Nombre de joueurs mériteraient sans aucun doute plus grande vitrine. Parmi ceux qui seront cités, certains connaissent certes une grande carrière et sont reconnus comme étant de grands footballeurs mais, dans un autre contexte, leur destin aurait peut-être été autre. Des propos qui rejoignent ceux de Samir Nasri au sujet de Yaya Touré en 2014.
« S’il n’était pas Africain, tout le monde dirait que c’est le meilleur milieu de terrain du monde. Il sait tout faire, marquer des buts, défendre, attaquer. Quand il a le ballon il est tellement puissant. Je suis peut-être un peu partial car c’est mon ami mais il fait partie des trois meilleurs milieux de terrain au monde. Cela ne joue pas en sa faveur d’être Ivoirien. S’il était Argentin ou Brésilien, tout le monde parlerait de lui. Et on serait prêt à payer 50 ou 60 millions d’euros pour le recruter »

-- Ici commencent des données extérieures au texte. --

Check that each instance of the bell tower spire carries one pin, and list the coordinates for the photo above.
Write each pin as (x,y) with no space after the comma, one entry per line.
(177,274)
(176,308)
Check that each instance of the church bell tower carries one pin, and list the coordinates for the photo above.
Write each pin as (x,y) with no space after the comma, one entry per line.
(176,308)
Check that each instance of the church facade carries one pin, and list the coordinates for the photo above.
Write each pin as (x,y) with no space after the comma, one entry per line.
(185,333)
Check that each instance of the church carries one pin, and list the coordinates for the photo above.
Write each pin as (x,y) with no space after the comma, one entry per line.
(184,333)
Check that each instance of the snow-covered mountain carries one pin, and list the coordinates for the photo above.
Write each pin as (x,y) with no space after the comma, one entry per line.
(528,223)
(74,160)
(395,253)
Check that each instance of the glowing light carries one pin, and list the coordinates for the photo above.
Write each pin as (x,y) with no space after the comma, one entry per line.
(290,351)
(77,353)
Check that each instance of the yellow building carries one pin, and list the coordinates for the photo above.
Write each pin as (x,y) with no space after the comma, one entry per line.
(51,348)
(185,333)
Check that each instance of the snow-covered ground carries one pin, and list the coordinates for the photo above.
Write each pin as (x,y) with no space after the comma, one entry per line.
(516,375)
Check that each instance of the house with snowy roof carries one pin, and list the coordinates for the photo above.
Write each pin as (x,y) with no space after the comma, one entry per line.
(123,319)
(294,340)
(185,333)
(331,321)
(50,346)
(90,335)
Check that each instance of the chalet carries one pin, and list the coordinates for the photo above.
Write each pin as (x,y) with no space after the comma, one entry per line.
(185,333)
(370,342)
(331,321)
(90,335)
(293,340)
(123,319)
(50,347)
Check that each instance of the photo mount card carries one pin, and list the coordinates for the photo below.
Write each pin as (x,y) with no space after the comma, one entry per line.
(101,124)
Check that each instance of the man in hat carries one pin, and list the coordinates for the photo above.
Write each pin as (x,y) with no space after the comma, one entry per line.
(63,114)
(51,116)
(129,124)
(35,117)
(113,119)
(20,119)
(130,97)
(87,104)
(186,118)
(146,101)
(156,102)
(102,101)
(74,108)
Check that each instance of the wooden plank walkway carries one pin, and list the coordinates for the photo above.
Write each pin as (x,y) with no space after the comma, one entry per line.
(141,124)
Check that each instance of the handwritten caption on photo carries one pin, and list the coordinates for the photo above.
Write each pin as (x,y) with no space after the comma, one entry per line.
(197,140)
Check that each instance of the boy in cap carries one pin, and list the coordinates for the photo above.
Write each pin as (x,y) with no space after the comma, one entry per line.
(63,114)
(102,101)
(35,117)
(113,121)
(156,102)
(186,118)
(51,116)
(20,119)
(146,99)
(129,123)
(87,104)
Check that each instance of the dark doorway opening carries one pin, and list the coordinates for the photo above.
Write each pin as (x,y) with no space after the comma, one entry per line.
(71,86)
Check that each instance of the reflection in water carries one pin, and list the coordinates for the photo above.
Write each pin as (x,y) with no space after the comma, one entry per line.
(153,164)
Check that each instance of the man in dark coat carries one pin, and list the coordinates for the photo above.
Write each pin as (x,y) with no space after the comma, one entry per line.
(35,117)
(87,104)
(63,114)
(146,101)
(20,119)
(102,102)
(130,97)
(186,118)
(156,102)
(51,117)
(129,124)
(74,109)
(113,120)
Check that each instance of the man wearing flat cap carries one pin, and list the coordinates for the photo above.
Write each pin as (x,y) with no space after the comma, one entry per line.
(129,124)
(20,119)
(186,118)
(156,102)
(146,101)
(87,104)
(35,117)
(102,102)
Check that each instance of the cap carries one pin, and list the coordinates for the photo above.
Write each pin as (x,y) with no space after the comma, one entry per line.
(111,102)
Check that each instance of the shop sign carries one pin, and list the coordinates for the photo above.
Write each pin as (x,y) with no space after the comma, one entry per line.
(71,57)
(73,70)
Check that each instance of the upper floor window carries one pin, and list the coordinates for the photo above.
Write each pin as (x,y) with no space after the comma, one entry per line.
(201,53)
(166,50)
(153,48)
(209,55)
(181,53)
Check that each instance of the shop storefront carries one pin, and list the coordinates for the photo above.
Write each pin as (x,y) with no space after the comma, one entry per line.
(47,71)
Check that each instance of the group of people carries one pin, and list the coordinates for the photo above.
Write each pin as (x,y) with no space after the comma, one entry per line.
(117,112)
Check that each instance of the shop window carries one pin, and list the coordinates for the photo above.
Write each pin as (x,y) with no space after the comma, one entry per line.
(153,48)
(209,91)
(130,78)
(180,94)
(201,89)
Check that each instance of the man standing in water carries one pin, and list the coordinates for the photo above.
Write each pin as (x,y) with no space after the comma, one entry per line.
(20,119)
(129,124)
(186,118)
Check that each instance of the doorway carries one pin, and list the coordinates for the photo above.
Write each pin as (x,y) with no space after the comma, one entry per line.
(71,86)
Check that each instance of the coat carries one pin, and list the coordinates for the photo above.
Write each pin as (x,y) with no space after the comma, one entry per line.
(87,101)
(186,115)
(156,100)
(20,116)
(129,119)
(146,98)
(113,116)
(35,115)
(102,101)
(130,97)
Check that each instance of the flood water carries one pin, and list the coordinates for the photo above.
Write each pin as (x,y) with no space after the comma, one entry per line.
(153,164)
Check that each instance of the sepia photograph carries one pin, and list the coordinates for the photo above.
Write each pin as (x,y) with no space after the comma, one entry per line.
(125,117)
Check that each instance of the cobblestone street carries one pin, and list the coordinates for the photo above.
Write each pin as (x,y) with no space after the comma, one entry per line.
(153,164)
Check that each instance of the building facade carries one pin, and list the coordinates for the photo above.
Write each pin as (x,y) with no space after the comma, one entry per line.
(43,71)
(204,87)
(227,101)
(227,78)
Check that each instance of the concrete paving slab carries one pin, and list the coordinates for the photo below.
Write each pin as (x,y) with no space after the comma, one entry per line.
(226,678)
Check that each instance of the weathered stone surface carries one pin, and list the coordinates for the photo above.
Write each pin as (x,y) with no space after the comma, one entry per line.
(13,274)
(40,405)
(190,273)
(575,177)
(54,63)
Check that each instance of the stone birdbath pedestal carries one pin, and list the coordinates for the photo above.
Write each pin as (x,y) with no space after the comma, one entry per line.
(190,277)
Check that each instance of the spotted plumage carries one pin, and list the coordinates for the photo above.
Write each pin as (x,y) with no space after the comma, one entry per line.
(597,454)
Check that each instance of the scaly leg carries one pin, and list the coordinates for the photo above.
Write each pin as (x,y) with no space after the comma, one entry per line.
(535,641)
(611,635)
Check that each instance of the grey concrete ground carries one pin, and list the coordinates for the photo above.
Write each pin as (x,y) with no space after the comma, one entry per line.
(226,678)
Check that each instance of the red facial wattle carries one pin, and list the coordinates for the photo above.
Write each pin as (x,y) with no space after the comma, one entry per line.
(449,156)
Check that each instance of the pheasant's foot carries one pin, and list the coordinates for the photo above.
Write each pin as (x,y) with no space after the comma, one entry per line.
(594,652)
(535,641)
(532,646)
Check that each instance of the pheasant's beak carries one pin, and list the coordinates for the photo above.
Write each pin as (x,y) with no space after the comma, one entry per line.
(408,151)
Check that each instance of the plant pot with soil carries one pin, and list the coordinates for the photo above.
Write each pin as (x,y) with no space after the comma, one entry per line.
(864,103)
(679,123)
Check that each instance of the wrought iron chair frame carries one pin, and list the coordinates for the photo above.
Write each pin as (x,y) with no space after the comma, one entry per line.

À la table des désavantagés (et peut-être doublés d’un sentiment de frustration) il faudrait bien des couverts pour servir tous les concernés. Il est impossible d’en faire une liste exhaustive et les premiers noms nous venant à l’esprit dépendent entre autres de nos points de vue, de notre sensibilité. Les prochains sont, à l’humble avis de l’auteur, les premiers conviés au repas.
L’un joue à Tottenham et l’autre en Italie, à la Juve. Christian Eriksen (Danemark) et Miralem Pjanic (Bosnie-Herzégovine) font probablement partis des meilleurs milieux actuels. En terme de qualité de passe, de créativité et d’impact sur le jeu de leur équipe, ces deux-ci côtoient les sommets. Et pourtant, rares sont les fois où l’on parle d’eux comme tels. S’ils étaient espagnols, le constat serait-il le même ?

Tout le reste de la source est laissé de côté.